Реалистическая драма — драма в стиле реализма — в узком смысле этого слова (промежуточный жанр, граничащий и с трагедией и с комедией, в котором конфликт обычно не доводится до трагического конца), как следствие общего для реализма «снижения» стиля и ускорения темпа жизни.

Существенной чертой реализма является его актуальность, интерес к современности, больше — к злободневности. Но чтобы быть убедительным в изображении современности, надо быть правдивым и точным. Стремление к точности становится настолько определяющим для реалистов, что поскольку эти художники и обращаются к прошлому, они остаются столь же щепетильными к фактам, как при изображении типов и событий современной им жизни.

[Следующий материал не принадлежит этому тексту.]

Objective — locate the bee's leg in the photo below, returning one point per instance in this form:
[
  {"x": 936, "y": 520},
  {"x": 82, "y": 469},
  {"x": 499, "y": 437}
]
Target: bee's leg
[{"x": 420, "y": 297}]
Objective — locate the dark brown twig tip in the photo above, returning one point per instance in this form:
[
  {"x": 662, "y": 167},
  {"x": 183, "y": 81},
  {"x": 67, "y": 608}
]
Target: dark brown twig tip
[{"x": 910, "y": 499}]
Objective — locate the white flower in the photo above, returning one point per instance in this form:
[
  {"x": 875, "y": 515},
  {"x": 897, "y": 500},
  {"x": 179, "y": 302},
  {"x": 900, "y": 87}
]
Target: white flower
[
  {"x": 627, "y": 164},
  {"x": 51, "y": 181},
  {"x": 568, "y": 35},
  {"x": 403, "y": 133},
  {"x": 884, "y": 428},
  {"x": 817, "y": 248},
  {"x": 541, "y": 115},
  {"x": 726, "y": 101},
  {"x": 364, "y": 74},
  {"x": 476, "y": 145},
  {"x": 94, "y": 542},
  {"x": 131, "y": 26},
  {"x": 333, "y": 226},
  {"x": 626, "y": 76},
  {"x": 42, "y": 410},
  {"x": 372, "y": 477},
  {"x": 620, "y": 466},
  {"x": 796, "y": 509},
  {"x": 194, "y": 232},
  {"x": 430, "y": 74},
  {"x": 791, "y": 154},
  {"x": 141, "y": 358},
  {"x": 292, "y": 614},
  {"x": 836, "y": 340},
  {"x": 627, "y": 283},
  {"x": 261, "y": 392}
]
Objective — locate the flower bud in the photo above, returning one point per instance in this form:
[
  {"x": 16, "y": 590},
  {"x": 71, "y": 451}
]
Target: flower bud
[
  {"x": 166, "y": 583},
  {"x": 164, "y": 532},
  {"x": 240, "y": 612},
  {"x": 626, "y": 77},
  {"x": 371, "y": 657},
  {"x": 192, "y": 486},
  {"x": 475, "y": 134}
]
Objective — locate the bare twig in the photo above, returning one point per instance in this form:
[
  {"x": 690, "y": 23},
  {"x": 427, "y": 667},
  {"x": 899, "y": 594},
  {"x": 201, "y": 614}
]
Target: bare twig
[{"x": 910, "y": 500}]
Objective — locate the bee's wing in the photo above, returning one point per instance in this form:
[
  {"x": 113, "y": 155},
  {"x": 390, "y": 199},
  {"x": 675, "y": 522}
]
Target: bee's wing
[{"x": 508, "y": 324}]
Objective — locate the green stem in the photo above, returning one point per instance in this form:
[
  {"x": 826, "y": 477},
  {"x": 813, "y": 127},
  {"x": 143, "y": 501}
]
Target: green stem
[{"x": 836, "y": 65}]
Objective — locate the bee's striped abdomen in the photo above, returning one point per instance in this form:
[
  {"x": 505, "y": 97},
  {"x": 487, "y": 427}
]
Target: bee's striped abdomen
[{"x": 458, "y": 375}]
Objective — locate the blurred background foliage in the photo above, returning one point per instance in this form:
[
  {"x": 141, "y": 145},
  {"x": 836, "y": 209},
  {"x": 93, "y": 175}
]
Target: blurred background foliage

Это стремление к точности соответствует не только требованиям художественной изобразительности, ориентирующейся на текущую жизнь. Оно соответствует всему миросозерцанию и мироощущению породившего реализм класса, живущего фактами, а не мечтами, создающего новую культуру — научную и техническую, культивирующего знание как силу для овладения жизнью.

Деятели литературы заражаются этим новым научным духом. Реализм отрицает романтизм в искусстве, как позитивизм — метафизику в философии. Воображению противополагаются наблюдение и эксперимент, заимствованные из арсенала естественных наук. Искусство должно приблизиться к науке, стать таким же, как она, орудием познания действительности.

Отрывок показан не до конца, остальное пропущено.